Table linens add elegance to even simple meals, but matched tablecloth-and-napkin sets are expensive. You can custom-make your own sets with very little effort, for a fraction of the ready-mades' price.
- Tape measure
- Straight pins
- Sewing machine
- Steam iron
- Ironing board
- Washable polyester/cotton fabric
- If desired, fringe
Time: 1 to 3 hours
Measuring and Buying the Fabric
Choose woven polyester/cotton fabric for easy care and washability; prints are good because they don't show stains. Make the tablecloth at least 12 inches wider than the table, to overhang each end at least 6 inches; make napkins 12 inches square. For a 48-inch-square cloth and four napkins (for a 30- or 36-inch table), buy 13/4 yards of woven 48-inch-wide fabric; the fabric must be a full 48 inches wide. For a 60-inch-square cloth and five napkins, buy 21/8 yards of woven 60-inch-wide fabric. For wider tables, seam two equal widths of material together to the required width, at least 12 inches wider than the table. For rectangular tables, add length as required to make the cloth at least 12 inches longer than the table.
If desired, buy fringe to trim the edges of the cloth. Buy extra fabric as required for additional 12-inch-square napkins. The specifications given below are for a 48-inch-square cloth and four napkins; modify instructions as necessary to fit your requirements.
Cutting the Fabric
Before cutting the tablecloth, square off the end of the fabric. Spread the fabric out on your work surface. Carefully trim off a 1/4-inch-wide strip along each selvage edge. Then make a small cut close to one end of the fabric into one cut selvage edge, and grasp one crosswise thread. Gently pull the thread to draw it right out of the fabric, across the entire fabric width. This will make a line across the fabric where the thread was; cut carefully along the pulled-thread line and discard the crooked end.
Measure 48 inches from the squared corner along the cut selvage edge; make another small cut in the edge at this point and draw out another crosswise thread. Cut across the fabric on the pulled-thread line. The squared and cut piece of fabric should be 48 inches square; this is the tablecloth.
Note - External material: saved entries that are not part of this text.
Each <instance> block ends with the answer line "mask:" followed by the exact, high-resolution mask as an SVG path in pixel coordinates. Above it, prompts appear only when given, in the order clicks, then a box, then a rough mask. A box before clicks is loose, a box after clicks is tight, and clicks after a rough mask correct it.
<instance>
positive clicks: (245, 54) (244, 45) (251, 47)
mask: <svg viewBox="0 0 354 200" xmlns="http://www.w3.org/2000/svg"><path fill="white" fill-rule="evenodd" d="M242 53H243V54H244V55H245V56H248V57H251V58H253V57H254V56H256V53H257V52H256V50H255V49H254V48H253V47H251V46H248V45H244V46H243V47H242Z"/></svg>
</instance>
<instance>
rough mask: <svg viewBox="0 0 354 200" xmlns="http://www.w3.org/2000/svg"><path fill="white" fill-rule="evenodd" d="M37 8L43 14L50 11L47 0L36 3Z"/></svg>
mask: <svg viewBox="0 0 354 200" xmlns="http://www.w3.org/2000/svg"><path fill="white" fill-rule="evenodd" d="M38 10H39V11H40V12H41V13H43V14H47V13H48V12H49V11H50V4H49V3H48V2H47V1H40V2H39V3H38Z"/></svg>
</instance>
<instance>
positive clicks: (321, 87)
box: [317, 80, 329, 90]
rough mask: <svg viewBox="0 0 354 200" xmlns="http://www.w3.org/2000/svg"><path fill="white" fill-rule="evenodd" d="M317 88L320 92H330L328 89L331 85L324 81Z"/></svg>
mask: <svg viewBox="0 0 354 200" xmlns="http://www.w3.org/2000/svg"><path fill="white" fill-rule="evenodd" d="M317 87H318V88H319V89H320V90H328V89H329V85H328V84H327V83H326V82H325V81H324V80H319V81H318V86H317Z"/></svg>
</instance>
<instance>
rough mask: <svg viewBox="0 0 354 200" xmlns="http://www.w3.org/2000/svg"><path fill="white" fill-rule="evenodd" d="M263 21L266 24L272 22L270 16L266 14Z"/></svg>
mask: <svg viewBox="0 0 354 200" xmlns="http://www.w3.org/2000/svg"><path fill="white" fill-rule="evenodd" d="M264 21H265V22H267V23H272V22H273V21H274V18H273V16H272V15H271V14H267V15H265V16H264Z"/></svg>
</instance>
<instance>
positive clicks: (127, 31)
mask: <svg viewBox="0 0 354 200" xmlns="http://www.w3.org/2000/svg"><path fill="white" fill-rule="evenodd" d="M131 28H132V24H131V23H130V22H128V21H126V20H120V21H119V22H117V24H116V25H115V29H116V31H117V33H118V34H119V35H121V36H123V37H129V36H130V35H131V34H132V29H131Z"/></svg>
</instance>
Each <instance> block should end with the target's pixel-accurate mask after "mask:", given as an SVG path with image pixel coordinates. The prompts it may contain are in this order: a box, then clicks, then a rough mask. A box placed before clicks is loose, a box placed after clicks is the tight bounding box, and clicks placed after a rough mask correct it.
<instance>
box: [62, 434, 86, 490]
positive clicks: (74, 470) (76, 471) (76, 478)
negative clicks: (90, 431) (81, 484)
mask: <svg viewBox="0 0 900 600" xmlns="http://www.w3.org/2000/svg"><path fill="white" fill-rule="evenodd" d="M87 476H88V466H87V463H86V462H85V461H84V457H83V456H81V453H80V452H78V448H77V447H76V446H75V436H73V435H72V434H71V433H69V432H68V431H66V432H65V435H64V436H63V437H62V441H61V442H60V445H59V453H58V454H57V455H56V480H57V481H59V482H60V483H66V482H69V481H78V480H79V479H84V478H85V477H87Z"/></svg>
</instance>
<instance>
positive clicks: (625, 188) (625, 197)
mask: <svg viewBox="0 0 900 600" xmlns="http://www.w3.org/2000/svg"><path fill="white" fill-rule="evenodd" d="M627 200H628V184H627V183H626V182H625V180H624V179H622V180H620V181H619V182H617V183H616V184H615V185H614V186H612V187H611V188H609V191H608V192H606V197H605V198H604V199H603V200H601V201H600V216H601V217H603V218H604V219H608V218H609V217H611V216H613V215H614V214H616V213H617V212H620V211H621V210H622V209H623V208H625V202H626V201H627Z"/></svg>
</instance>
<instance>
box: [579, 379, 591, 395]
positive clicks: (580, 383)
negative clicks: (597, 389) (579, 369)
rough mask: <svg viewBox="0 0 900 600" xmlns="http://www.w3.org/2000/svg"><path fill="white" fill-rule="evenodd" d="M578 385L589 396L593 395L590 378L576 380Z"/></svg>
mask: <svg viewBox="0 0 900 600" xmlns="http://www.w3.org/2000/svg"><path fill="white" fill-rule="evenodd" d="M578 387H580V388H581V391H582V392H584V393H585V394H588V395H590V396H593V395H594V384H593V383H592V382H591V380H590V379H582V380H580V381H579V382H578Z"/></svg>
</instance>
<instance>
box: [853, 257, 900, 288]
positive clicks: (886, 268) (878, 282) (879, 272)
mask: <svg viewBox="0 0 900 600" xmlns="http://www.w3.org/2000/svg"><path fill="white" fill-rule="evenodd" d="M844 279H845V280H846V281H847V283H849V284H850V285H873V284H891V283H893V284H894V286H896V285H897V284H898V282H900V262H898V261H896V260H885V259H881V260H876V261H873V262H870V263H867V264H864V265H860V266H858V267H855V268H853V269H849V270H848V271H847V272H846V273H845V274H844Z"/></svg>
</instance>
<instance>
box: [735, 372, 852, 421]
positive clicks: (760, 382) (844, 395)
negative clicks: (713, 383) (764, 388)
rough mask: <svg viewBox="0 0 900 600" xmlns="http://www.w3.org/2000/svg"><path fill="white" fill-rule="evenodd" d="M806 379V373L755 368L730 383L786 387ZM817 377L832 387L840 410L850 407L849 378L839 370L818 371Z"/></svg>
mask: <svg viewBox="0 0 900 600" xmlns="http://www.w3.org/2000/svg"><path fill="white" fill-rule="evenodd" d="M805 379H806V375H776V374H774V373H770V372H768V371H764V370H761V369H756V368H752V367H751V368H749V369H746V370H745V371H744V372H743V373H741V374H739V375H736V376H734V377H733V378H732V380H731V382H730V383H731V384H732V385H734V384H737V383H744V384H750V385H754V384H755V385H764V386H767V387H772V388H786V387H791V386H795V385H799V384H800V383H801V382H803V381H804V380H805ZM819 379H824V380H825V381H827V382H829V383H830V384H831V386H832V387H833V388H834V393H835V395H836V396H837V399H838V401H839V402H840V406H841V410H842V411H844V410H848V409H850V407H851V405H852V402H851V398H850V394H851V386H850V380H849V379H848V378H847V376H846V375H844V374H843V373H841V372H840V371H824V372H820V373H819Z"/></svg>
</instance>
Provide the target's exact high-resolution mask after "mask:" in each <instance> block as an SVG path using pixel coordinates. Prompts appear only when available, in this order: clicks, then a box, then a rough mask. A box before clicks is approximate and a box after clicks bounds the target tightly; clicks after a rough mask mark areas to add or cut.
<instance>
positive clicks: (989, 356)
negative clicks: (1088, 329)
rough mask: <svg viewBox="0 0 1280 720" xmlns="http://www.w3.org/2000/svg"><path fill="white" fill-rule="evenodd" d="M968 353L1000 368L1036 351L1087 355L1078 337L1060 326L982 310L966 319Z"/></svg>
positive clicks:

To cut the napkins, measure 12 inches along the cut selvage edge from the pulled-thread line where the tablecloth was cut. Make a small cut, draw out a thread, and cut on the pulled-thread line, as above. Divide this 12-inch strip into four equal parts; because the selvage edges were trimmed, each part will be just under 12 inches wide. Cut the four 12 × 12-inch pieces as above, drawing out a thread and cutting on the pulled-thread line.
Finishing the Edges
Making a Self-Fringe: After cutting the tablecloth and napkins, finish the edges. One of the easiest ways to finish them is by fringing -- raveling threads to make a fine, even self-fringe. To fringe the tablecloth, straight-stitch all along the raw edges, 1 inch from the edge, on a sewing machine; stitch all the way around the cloth. If your machine makes fancy stitches, you can use them here to further decorate the fringed sides.
After stitching around the cloth, carefully pull out the long threads along each edge, one at a time, to fray the material back to the line of stitching, making a 1-inch-deep fringe. To fringe the napkins, stitch 1/2 to 3/4 inch from the raw edge; pull threads as above to make a 1/2- to 3/4-inch fringe.
Attaching a Fringe: For a more casual effect, finish the edge of the tablecloth and napkins with fringe; you'll need 11 yards of fringe for a 48-inch-square cloth and four napkins. Make sure you buy washable fringe, and preshrink it before sewing.
Turn the raw edges of the cloth up 1/4 inch to the right side of the fabric, and press them into place with a steam iron. Starting in the middle of a side, lay the fringe over the turned-up edge, fringe side toward the edge of the cloth, so that the raw edge is hidden by the top of the fringe. Pin the fringe into place as you go; be careful not to stretch it. At each corner of the cloth, make a pleat in the fringe to miter it so it will go around the corner without stretching. Where the ends of the fringe meet, overlap them; turn the top end under 1/2 inch.
Working on the right side of the cloth, straight-stitch the lop edge of the fringe to the turned edge of the tablecloth; backstitch at the end of the fringe to secure it. Then turn the tablecloth over and stitch again from the back, along the folded edge of the cloth; be careful not to catch the fringe as you sew. This encloses the raw edge of the cloth between two lines of stitching. Fringe the napkins the same way.
Creating a Hem: For a very simple effect, if you prefer, make a narrow hem all around the tablecloth and napkins, folding the fabric under twice to protect all raw edges. If desired, add braid or other trim about 1 or 2 inches above the hemmed edges, or embroider the cloth and napkins.